Большая svoboda Ивана Д. (Добродеев) - страница 59

Читает стихи дама лет тридцати, бледное лицо, воспаленные глаза: «Без костюмов и пауз». Очевидно, пьет. Говорят, ее зовут Татьяна Щербина. Напечатала статью в «Зюддейче Цайтунг» о русской духовной истории. Они тут все поэты, пьют бренди «Шантрэ». Стихи: навязший на зубах Серебряный век. Опять Ахматова, опять Мандельштам, и к ним в довесок Заболоцкий, которого он не читал и не будет читать никогда. Все это глубоко чуждо Ивану. Он не понимает эту русскую поэзию.

— Да, Маяковский был, Хлебников был, — признается он себе, выходя из Толстовской библиотеки на Тиршштрассе и закуривая сигариллу. — Но после них авангард навсегда покинул Россию.

Странная вещь литература! До сорока лет он много читал. Но теперь он не читает ничего. У него нет доверия к литературе, нет доверия к писателю как таковому. Кто такой писатель? Что он может? Разве он отвечает за свои слова?

Литература на Западе — это совсем другое. Это машина, где автора как бы и нет. Книжные магазины, тысячи названий. Беллетристика, эзотерика, туризм. Зачем это, к чему? Это ощущение всюду — в мюнхенском «Хугендубеле», в нью-йоркском «Барнс энд Нобл». Бессчетные названия, и книги, книги…

Что в этом море книг значит один несчастный литератор? Зачем так много слов?

Больших писателей нынче немного. Всегда было немного. Не больше, чем физиков или астрономов. Так почему же на полках громоздятся тысячи имен? Они все что — графоманы? Зачем писать?

Безыдейность и бездуховность — хорошие слова эпохи коммунизма. Как подходят они сейчас ко всем этим писателям. Что это за писатели? Постмодернистские волнообразные потуги. Какой в них на хрен драйв? Где правда жизни? Долой литературу!

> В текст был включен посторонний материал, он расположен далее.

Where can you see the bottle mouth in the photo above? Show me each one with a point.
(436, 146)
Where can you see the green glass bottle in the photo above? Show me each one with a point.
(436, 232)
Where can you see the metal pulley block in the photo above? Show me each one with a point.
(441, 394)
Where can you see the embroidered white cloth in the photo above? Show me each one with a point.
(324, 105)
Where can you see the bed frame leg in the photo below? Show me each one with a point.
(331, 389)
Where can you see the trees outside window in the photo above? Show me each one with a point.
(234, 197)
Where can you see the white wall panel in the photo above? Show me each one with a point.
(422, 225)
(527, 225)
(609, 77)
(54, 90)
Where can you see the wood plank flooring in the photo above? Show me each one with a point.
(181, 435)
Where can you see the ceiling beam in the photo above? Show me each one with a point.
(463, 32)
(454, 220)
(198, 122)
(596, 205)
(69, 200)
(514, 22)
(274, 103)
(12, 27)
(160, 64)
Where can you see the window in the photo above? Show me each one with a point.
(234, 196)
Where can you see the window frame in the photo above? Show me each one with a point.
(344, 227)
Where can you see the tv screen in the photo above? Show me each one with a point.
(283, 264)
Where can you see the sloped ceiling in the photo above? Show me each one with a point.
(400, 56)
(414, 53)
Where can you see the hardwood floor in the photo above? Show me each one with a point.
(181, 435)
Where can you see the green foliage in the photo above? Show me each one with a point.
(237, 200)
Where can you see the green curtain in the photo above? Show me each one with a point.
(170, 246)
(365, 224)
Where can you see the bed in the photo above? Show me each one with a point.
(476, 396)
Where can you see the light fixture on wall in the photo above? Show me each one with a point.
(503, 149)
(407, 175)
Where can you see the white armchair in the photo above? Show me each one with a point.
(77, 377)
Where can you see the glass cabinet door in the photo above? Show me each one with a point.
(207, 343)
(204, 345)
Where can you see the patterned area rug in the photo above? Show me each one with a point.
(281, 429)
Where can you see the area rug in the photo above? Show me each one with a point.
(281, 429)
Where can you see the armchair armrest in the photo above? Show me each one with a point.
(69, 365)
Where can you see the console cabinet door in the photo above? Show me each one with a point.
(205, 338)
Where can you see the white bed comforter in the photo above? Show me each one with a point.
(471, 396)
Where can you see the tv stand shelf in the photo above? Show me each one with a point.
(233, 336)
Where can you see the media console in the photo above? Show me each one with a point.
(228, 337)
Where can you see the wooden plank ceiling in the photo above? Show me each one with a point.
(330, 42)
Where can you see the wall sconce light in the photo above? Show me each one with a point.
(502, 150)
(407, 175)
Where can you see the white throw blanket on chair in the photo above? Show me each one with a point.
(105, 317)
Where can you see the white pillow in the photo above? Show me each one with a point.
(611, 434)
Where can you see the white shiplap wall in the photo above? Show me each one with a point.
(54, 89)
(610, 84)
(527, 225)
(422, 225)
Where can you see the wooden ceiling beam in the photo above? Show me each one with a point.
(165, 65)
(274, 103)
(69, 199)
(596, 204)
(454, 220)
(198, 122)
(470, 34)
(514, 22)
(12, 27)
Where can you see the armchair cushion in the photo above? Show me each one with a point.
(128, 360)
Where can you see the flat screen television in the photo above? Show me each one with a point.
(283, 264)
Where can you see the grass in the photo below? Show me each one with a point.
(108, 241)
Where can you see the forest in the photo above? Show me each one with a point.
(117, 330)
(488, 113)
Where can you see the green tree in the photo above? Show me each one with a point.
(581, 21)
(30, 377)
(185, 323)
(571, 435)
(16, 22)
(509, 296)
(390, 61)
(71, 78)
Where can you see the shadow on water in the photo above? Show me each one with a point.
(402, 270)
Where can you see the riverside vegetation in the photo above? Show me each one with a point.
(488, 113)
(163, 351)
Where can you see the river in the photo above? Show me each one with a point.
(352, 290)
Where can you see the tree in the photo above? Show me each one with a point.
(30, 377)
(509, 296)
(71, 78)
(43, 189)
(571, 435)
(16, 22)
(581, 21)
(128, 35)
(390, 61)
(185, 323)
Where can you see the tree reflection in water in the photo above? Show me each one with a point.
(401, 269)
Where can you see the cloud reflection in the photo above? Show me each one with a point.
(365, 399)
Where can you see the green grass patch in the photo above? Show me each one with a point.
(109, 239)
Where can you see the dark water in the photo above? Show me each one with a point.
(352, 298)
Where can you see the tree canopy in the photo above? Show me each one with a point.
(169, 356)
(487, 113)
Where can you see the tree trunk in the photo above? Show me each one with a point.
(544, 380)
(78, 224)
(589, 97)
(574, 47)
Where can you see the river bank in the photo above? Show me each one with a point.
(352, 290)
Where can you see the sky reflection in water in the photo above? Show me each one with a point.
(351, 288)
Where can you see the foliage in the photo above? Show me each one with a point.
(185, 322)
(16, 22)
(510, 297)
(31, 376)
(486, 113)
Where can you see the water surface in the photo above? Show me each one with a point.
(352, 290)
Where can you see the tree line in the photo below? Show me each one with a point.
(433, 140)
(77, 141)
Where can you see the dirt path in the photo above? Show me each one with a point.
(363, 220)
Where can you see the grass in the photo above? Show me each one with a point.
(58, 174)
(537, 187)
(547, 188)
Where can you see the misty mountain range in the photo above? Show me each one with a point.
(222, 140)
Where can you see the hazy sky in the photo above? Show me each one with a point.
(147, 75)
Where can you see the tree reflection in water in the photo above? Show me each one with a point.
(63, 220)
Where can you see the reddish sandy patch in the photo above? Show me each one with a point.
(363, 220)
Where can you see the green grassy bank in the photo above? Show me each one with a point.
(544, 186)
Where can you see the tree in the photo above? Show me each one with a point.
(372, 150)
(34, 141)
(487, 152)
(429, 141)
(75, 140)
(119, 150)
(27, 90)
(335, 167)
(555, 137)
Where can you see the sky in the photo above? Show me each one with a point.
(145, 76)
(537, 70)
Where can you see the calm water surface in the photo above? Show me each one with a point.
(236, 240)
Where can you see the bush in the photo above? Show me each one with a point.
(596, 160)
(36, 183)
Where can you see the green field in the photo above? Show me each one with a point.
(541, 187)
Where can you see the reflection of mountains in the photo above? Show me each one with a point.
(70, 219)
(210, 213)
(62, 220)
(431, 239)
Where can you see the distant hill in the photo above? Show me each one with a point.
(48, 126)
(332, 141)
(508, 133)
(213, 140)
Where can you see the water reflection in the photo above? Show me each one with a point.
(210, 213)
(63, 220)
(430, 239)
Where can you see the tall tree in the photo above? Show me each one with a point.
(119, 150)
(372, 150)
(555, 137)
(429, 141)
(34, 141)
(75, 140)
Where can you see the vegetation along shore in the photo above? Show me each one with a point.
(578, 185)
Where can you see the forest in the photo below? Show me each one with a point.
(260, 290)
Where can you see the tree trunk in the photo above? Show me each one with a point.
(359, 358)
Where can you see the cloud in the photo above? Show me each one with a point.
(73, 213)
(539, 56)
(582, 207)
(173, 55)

Лучше смотреть своими глазами на мир, лучше не читать и не писать. Текст пародирует, искажает, портит мир. Лучше не читать вообще. Это касается и старых текстов. Теперь они тоже стали восприниматься как ложь. Изменились мы, изменилось восприятие.

Он стоит на углу Шванталерштрассе и Шиллерштрассе, ковыряет зубочисткой в зубах и бормочет: «Что живопись, что литература — какое отношение это имеет к нашей реальной жизни?» Но никому этот вопрос неинтересен. Усталые служащие и небритые турки идут в едальни жрать кебаб. На всю улицу звучит мурлыкающая песня с восточными придыханиями.

С горя он идет в «Альди», набирает целую тележку: две картонки красного вина по три марки, две упаковки хлеба белого воздушного пустого, три упаковки колбасы вестфальской вареной с особо устойчивым соевым наполнителем, мюнстерские огурчики, выморенные в маринаде, и даже бутылку водки «Граф Орлофф» — голландский спирт, разведенный в Киле. Нагрузившись, идет на выход. Впереди стоят два турка, сзади — три югослава. За кассой сидит «она» — тихая хорватская девочка — и считывает левой рукой электронные ценнички с товара. На него даже не смотрит.